As it turns out, the only thing in the education code related to marriage has to do with teaching "the legal and financial aspects and responsibilities of marriage and parenthood." Moreover, it's only a requirement for school districts seeking state funds for health education, which not every school does.
In other words, no matter what happens with Proposition 8, "Secrets for Meeting and Marrying the Same-Sex Partner of Your Dreams" won't make the syllabus, at least not because of the education code the ad references. Granted, if gay marriage remains legal, a thoughtful teacher (especially of older kids) might see fit to acknowledge that fact. Call me a latte-drinking, Volvo-driving, personal-responsibility-touting lunatic, but that sounds pretty reasonable, because in so doing, he or she would be conveying the fact that no one, regardless of sexual orientation, is off the hook when it comes to marriage's legal and financial aspects.
As for the Proposition 8 supporters who apparently fear that such discussions would be tantamount to promoting gay marriage -- how can I say this without hurting your feelings? Perhaps your invitation to the popular culture's collective and ongoing celebration of same-sex matrimony has been lost in the mail, because I don't see how you could think that kids haven't already been "indoctrinated."
Let's see: There was People magazine's cover story about the wedding of Ellen DeGeneres and Portia de Rossi, and Brad Pitt's announcement that he won't marry his partner, Angelina Jolie, until "everyone else in the country who wants to be married is legally able." (Pitt also donated $100,000 to fighting Proposition 8.) There was that run on San Francisco City Hall the first time it was legal -- with pictures of happy couples all over every kind of news media. And then the second coming of all that, when the state Supreme Court weighed in.
Still, just because gay marriage is nothing new for the general public doesn't mean kids necessarily understand the complete concept. But that doesn't have as much to do with homosexuality as it does with the fact that some young people can't tell the difference between getting married and going on a really long date. So maybe marriage class should be mandatory -- with an emphasis not on gay or straight but, rather, "wait!" (As in, "until you're older.")
As inundated as young people are with superficial, misleading and often incredibly tacky messages about sex, they're barraged with equally superficial, misleading and often incredibly tacky messages about marriage. Don't believe me? Watch the Wedding Channel for just five minutes.
Of course, in many ways it was always thus -- or at least it has been since Queen Victoria transformed the white wedding gown from a garment into a genre -- the lavish "white wedding" -- unto itself. One cable wedding show, MTV's "Engaged and Underage," follows very young couples in the weeks before their weddings, and takes such a starry-eyed view of taffeta dresses and towering cakes that no amount of sobering "aftermath" footage can counteract the ultimate effect: glorifying what may well be the biggest mistake these kids will ever make.
Oh, and by the way, "Engaged and Underage" has featured a 19-year-old lesbian couple who met on MySpace and got engaged six weeks later. That's ground- breaking stuff, mostly because it proves that marriage-related stupidity isn't just for straight people anymore.
And that's why students need marriage-ed.
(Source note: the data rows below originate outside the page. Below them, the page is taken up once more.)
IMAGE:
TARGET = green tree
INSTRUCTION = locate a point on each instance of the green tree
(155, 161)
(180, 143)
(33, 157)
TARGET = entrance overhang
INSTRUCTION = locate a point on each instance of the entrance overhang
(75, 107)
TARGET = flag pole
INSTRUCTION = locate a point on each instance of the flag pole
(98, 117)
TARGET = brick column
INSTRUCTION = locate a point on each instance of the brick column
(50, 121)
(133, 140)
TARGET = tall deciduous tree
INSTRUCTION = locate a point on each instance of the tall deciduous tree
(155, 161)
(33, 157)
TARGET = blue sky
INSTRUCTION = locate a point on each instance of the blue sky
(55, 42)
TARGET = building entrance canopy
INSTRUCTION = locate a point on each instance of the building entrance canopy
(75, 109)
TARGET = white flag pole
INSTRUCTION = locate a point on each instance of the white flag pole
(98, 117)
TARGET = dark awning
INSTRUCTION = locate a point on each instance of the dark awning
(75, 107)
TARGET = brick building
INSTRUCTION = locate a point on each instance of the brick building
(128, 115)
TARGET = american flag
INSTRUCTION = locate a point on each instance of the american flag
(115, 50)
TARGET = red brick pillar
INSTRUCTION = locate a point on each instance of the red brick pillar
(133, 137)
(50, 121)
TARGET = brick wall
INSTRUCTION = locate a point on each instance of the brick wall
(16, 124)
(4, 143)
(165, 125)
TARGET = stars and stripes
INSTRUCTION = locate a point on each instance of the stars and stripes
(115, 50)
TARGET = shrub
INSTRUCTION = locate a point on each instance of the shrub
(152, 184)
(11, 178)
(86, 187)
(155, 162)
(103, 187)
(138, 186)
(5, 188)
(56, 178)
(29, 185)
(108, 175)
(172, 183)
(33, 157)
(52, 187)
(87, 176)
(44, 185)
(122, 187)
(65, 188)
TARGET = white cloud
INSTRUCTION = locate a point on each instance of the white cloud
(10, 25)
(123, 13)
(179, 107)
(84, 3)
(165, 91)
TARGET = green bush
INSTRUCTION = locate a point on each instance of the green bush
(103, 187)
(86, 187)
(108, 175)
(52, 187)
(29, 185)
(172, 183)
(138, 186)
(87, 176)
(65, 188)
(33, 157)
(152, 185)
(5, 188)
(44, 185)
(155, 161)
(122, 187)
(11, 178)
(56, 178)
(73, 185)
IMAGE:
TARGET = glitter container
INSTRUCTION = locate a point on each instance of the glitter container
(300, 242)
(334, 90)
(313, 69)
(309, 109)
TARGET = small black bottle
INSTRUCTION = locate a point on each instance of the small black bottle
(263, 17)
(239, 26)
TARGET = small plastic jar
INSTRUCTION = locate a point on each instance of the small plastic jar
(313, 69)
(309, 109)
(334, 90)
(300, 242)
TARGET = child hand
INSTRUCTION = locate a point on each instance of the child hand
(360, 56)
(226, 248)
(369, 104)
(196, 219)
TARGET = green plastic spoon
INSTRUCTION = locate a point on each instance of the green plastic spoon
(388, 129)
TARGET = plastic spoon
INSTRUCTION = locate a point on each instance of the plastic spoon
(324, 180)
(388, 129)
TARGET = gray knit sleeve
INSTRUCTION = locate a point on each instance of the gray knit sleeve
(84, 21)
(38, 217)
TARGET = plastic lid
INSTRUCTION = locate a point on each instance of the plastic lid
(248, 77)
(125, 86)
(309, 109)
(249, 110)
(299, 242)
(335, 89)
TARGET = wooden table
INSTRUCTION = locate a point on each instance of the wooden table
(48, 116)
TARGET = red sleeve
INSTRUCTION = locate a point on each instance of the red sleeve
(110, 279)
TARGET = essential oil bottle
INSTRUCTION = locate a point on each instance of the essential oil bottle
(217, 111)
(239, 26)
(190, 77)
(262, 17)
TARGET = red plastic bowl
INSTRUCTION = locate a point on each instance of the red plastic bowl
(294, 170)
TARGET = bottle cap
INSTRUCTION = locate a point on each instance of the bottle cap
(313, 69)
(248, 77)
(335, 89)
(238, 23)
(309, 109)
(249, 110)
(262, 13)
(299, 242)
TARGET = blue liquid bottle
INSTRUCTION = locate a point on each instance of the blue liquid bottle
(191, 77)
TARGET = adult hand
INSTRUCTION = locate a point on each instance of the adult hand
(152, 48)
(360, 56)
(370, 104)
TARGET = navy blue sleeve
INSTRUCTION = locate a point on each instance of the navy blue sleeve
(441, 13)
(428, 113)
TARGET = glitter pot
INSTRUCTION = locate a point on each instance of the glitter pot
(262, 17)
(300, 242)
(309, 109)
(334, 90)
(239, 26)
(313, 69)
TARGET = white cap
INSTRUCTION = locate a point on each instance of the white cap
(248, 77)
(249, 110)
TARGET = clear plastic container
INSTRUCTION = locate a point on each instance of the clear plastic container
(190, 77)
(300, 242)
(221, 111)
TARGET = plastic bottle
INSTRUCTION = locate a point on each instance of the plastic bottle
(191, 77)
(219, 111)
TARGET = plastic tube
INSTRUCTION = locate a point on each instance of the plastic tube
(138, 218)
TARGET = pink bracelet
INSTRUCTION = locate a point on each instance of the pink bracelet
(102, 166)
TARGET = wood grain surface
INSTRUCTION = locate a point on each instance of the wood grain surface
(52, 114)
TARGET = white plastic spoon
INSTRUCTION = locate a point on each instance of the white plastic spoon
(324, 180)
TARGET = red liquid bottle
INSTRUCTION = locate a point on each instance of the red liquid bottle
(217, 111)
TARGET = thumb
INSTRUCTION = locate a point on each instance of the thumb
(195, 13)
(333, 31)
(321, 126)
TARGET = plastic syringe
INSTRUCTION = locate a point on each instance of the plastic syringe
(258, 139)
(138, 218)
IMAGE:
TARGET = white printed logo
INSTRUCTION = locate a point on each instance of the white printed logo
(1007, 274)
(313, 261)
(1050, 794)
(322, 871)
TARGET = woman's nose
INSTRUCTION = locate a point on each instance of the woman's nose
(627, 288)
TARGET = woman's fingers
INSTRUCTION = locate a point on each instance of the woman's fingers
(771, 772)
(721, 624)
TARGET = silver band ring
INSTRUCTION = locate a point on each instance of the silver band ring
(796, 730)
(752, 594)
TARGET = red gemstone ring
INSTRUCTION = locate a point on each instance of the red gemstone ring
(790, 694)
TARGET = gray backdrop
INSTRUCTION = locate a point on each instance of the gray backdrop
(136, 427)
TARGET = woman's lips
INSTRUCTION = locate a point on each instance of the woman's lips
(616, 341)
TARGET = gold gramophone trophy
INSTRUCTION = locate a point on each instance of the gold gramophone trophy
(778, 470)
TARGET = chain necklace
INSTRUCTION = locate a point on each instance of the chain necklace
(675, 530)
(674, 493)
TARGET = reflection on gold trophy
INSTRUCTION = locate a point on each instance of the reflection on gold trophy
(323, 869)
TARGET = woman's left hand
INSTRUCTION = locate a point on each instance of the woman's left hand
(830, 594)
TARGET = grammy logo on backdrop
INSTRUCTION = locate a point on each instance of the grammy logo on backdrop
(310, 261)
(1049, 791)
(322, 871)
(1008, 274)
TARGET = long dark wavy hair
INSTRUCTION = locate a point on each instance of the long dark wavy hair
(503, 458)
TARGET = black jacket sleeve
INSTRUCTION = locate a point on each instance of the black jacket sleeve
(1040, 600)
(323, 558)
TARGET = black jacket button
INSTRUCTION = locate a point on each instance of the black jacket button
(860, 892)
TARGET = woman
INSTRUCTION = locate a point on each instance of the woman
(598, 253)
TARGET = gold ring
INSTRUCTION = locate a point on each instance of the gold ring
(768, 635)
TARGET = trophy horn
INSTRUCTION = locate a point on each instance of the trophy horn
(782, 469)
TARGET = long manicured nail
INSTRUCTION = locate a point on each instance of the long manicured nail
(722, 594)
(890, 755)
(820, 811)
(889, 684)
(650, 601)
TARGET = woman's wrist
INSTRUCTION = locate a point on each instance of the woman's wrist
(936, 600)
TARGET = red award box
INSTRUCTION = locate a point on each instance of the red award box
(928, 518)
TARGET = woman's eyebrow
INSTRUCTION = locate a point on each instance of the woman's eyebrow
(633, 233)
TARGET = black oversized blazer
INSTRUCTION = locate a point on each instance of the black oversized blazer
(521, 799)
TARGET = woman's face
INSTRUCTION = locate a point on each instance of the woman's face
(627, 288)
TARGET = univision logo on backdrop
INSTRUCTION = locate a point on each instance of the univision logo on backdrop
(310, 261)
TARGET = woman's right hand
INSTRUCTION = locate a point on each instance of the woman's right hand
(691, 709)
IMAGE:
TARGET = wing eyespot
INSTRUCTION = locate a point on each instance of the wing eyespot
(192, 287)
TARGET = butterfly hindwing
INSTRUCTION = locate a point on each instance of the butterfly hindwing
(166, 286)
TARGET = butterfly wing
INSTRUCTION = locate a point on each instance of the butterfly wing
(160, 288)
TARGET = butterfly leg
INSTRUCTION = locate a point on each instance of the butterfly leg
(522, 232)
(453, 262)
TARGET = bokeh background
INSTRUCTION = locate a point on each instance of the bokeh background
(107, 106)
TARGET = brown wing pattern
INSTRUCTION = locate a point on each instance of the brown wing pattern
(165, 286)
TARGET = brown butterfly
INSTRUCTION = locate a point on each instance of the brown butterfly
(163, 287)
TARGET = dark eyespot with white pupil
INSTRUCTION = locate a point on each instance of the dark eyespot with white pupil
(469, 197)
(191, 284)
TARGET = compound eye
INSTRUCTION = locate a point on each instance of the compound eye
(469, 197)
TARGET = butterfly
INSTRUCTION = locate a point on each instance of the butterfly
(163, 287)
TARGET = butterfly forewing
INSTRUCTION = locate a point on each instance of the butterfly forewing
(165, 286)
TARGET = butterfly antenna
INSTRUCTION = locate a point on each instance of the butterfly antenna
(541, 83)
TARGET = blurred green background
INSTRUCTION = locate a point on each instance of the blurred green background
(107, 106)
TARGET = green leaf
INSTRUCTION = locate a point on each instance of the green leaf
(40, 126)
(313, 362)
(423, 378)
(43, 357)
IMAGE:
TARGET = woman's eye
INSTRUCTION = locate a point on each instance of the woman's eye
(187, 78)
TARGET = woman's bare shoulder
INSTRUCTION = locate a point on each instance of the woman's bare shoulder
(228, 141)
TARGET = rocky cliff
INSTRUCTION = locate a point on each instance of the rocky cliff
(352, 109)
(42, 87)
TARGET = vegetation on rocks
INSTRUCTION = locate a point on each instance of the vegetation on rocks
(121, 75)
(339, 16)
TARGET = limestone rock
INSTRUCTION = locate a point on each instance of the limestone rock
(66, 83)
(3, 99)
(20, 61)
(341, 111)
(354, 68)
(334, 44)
They need it because we're being taught to associate marriage not with permanent commitment but with social status, diamond rings, gifts, throwing a big party and, for women, wearing a dress that doesn't necessarily fit through the door. As a result, many teens of all sexual orientations (and many adults too) not only confuse sex with love, they confuse the long-term implications of marriage with the short-term gratification of wedding and honeymoon planning.
No matter what happens with Proposition 8, the way the education code is worded, it's unlikely that a lot of classroom time will ever get devoted to thinking deeply about marriage of any brand. That's a shame, because what students desperately need to be steered toward is not straight marriage or gay marriage but grown-up marriage. Now that would be radical.